Oberlandesgericht Köln: Beschluss vom 20.03.2012 – III-1 RBs 65/12

Stützt das Tatgericht seine Überzeugung vom Vorliegen eines qualifizierten Rotlichtverstoßes (hier: länger als 1 Sekunde Rot) auf die Entfernungsschätzungen von Zeugen (hier: Polizeibeamte), bedarf es in der Regel einer wertenden Auseinandersetzung mit Grundlagen und Beweiswert dieser Schätzung.


OBERLANDESGERICHT Köln

BESCHLUSS

In der Bußgeldsache

gegen xxx

wegen Verkehrsordnungswidrigkeit

hat der 1. Senat für Bußgeldsachen des Oberlandesgerichts Köln in der Besetzung mit einem Richter

auf die Rechtsbeschwerde des Betroffenen gegen das Urteil des Amtsgerichts Köln vom 1. Dezember 2011

nach Anhörung der Generalstaatsanwaltschaft gemäß § 79 Abs. 3, 5 OWiG

am 20. März 2012
beschlossen:

Das angefochtene Urteil wird mit seinen Feststellungen aufgehoben. Die Sache wird zur erneuten Verhandlung und Entscheidung - auch über die Kosten der Rechtsbeschwerde - an das Amtsgericht Köln zurückverwiesen.

G r ü n d e

I.

Das Amtsgericht hat den Betroffenen „wegen einer fahrlässigen Ordnungswidrigkeit gemäß §§ 37 Abs. 2, 49 StVO, 24 StVG“ zu einer Geldbuße von 300,00 Euro verurteilt und ihm für die Dauer von einem Monat verboten, Kraftfahrzeuge aller Art zu führen.

Zum Schuldspruch hat das Amtsgericht festgestellt:

„Der Betroffene befuhr am 15.2.2011, 6:38 Uhr in Ko. am Steuer des PKW mit dem amtlichen Kennzeichen K MY 199 die S.-Straße aus Richtung N.-Straße kommend und bog an der Einmündung S.-Straße/N.-Damm nach links in Richtung stadtauswärts auf den N.-Damm ein. Dabei zeigte die im Einmündungsbereich angebrachte Lichtzeichenanlage bei Überfahren der Haltelinie durch den Betroffenen seit mindestens 1 Sekunde Rotlicht an.“

Zur Beweiswürdigung hat das Amtsgericht ausgeführt:

„Der Betroffene bestreitet die ihm vorgeworfene Ordnungswidrigkeit.
Er sei auf dem Weg zur Arbeit nach dem Durchfahren des o.g. Einmündungsbereichs durch Polizeibeamte angehalten worden, die ihm einen Rotlichtverstoß vorgeworfen hätten. Er habe aber kein Rotlicht bemerkt. Im Dienst habe ihm ein Kollege, der Zeuge T., mit dem er über den Vorfall gesprochen habe, gesagt, dass die Ampel zurzeit fehlerhaft funktioniere. Er sei dann abends dorthin gefahren und habe die Ampelschaltung beobachtet. Dabei habe er festgestellt, dass die Ampel nach jedem Fahrzeug von Rotlicht auf Grünlicht gesprungen sei und umgekehrt.

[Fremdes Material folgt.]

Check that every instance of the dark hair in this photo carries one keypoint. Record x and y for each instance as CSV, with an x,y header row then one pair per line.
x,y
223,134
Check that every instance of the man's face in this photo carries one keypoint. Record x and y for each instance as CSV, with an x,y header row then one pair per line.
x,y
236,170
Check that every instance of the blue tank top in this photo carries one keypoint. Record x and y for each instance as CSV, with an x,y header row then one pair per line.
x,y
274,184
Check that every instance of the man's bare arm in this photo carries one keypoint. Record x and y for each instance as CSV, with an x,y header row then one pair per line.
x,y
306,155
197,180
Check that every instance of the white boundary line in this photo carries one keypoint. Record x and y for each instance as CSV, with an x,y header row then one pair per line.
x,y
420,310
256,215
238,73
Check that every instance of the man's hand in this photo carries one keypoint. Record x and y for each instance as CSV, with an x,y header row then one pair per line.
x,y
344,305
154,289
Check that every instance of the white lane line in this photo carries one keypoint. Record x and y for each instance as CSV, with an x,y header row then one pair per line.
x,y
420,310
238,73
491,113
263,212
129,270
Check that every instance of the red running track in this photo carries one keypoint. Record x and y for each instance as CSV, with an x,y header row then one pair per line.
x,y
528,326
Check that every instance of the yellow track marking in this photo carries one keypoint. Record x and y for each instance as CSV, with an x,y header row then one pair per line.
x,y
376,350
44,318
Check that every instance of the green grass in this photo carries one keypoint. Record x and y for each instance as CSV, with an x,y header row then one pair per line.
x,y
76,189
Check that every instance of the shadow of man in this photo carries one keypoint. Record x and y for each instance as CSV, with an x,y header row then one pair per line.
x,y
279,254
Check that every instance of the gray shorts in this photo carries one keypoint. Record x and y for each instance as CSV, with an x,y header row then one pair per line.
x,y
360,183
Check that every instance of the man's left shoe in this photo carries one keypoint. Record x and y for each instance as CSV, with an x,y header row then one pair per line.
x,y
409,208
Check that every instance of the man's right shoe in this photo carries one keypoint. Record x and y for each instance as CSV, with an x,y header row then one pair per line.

Nach einer dienstliche Auskunft des Zeugen D. vom Amt für Straßen und Verkehrstechnik der Stadt Ko. vom 20.6.2011 (BI. 35 BA), die verlesen wurde, war am Kontrollort eine Störung der Lichtsignalanlage 50012 N.-Damm/S.-Straße für den Tatzeitpunkt nicht bekannt. Es sei auch keine Reparatur der Lichtzeichenanlage wegen eines solchen Fehlers in Auftrag gegeben worden.

Der Zeuge PK X. hat angegeben, er habe keine konkrete Erinnerung an den Vorfall mehr.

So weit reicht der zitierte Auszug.